Larger profile stents may increase the risk of dissection and treatment failure during navigation of the carotid siphon. The PK Papyrus provides a novel solution to some of these problems; however, without the use of novel 6Fr intermediate catheters, navigation remains limited. In this regard, the use of a new generation 081 catheter to cross the rupture point provides a degree of carotid remodeling or expansion, which helped to safely accommodate a larger diameter stent, reducing the risk of dissection and stent migration. Our approach stands out from previous reports by using a near no-shelf intermediate catheter as scaffolding to deploy the endograft across the fistula with exceptional precision. Navigation through the carotid siphon can be challenging due to its tortuosity, particularly when using conventional 6Fr intermediate catheters, which may limit access and stability. In contrast, the 0.081-inch Benchmark BMX catheter provided improved support, enabling safer and more precise stent placement. This approach facilitated carotid remodeling, reducing the risk of vascular dissection and stent migration, challenges often encountered with larger-profile stents. The PK Papyrus stent offers a novel solution to these issues, but its navigation remains limited without the aid of advanced intermediate catheters.

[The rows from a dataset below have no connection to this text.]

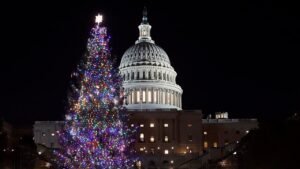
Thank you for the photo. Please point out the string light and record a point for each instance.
(96, 132)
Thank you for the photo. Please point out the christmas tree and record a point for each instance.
(96, 134)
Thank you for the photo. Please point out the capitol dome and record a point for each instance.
(145, 53)
(149, 78)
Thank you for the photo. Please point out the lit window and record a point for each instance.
(164, 97)
(144, 96)
(132, 97)
(190, 138)
(149, 96)
(142, 137)
(144, 32)
(151, 125)
(152, 139)
(166, 139)
(139, 164)
(205, 144)
(138, 96)
(152, 150)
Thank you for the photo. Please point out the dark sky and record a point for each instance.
(235, 56)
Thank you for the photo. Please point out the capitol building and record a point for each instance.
(149, 78)
(169, 137)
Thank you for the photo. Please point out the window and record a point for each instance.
(164, 97)
(132, 97)
(152, 150)
(166, 139)
(190, 138)
(154, 96)
(149, 96)
(152, 139)
(151, 125)
(144, 33)
(139, 164)
(205, 144)
(144, 96)
(142, 137)
(138, 96)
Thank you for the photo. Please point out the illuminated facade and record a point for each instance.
(149, 78)
(168, 137)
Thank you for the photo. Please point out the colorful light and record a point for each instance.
(96, 132)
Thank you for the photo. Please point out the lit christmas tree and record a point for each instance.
(96, 134)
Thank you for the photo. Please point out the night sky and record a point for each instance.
(234, 56)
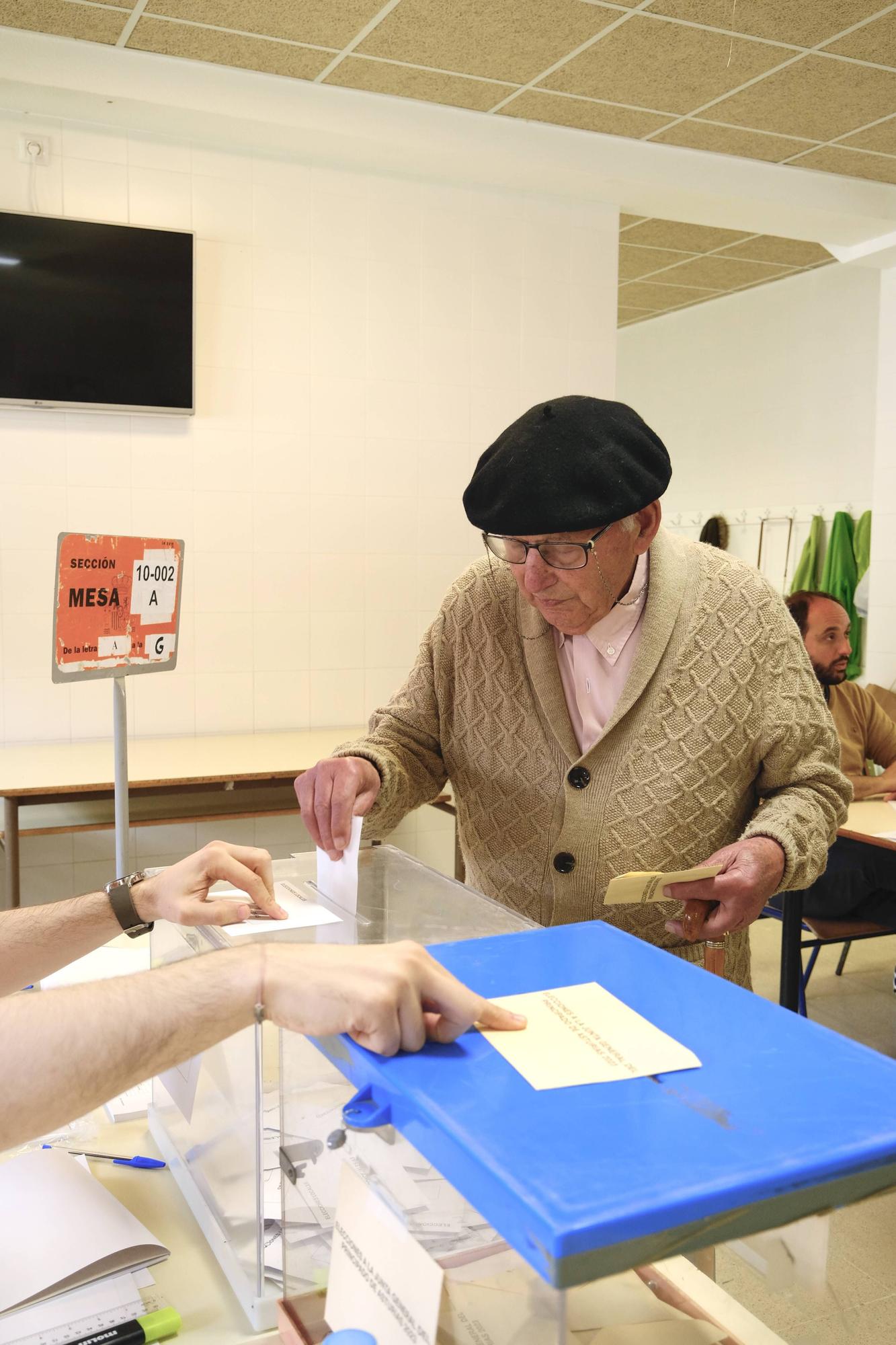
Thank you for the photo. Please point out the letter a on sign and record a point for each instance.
(118, 607)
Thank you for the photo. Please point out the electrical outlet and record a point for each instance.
(34, 150)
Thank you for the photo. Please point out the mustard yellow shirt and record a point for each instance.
(865, 732)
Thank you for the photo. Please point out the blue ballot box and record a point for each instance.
(217, 1118)
(560, 1188)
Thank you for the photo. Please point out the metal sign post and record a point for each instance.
(116, 613)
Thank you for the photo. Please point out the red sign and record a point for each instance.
(118, 606)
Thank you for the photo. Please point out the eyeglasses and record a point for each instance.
(560, 556)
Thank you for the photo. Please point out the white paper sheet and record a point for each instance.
(338, 879)
(303, 913)
(584, 1035)
(118, 1297)
(370, 1159)
(182, 1082)
(81, 1231)
(380, 1277)
(131, 1105)
(99, 966)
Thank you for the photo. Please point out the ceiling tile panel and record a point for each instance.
(409, 83)
(873, 42)
(815, 98)
(581, 114)
(881, 138)
(784, 252)
(227, 49)
(497, 40)
(852, 163)
(665, 67)
(723, 272)
(323, 24)
(669, 233)
(65, 21)
(646, 294)
(642, 262)
(801, 22)
(732, 141)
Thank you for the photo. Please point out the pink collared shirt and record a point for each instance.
(594, 666)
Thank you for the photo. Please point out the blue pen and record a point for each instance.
(138, 1161)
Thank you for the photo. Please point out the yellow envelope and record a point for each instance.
(583, 1035)
(633, 888)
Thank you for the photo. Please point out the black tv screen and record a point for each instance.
(95, 315)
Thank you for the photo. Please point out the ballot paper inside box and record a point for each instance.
(217, 1118)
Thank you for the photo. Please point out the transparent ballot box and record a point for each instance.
(217, 1118)
(584, 1214)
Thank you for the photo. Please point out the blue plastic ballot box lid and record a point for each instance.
(783, 1120)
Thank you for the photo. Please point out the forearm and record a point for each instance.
(37, 941)
(65, 1052)
(872, 786)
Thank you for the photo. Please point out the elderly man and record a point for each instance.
(860, 880)
(67, 1051)
(604, 697)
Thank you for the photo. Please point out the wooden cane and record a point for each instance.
(693, 919)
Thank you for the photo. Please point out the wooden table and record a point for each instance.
(865, 822)
(71, 773)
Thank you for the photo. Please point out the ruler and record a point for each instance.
(150, 1301)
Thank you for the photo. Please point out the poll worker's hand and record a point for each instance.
(386, 999)
(331, 794)
(751, 874)
(181, 892)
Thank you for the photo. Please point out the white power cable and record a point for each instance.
(34, 154)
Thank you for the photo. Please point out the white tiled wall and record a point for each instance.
(360, 341)
(880, 654)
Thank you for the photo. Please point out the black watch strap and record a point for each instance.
(123, 907)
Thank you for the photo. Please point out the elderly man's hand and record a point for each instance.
(331, 794)
(181, 892)
(751, 874)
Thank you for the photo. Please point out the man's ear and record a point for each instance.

Although the patient’s favorable clinical outcome, demonstrated by immediate fistula occlusion and maintained patency of the ICA at five-month follow-up, indicates the potential effectiveness of this novel approach, additional research is necessary. Further studies with larger cohorts and extended follow-up durations are required to comprehensively evaluate the long-term safety, reliability, and possible complications. Moreover, subsequent research could investigate improvements in delivery systems and stent designs specifically adapted for neurovascular applications.
CONCLUSIONS
This case report presents the first documented use of a 5 mm PK Papyrus covered stent in treating a traumatic carotid-cavernous fistula via a tri-axial access technique. Our novel approach enabled precise stent deployment and successful occlusion of the fistula while preserving carotid patency. The patient’s favorable outcome highlights the potential of covered stents in neurovascular interventions, offering a viable alternative to traditional embolization techniques. Future studies are needed to further establish the safety and efficacy of this approach in larger patient cohorts.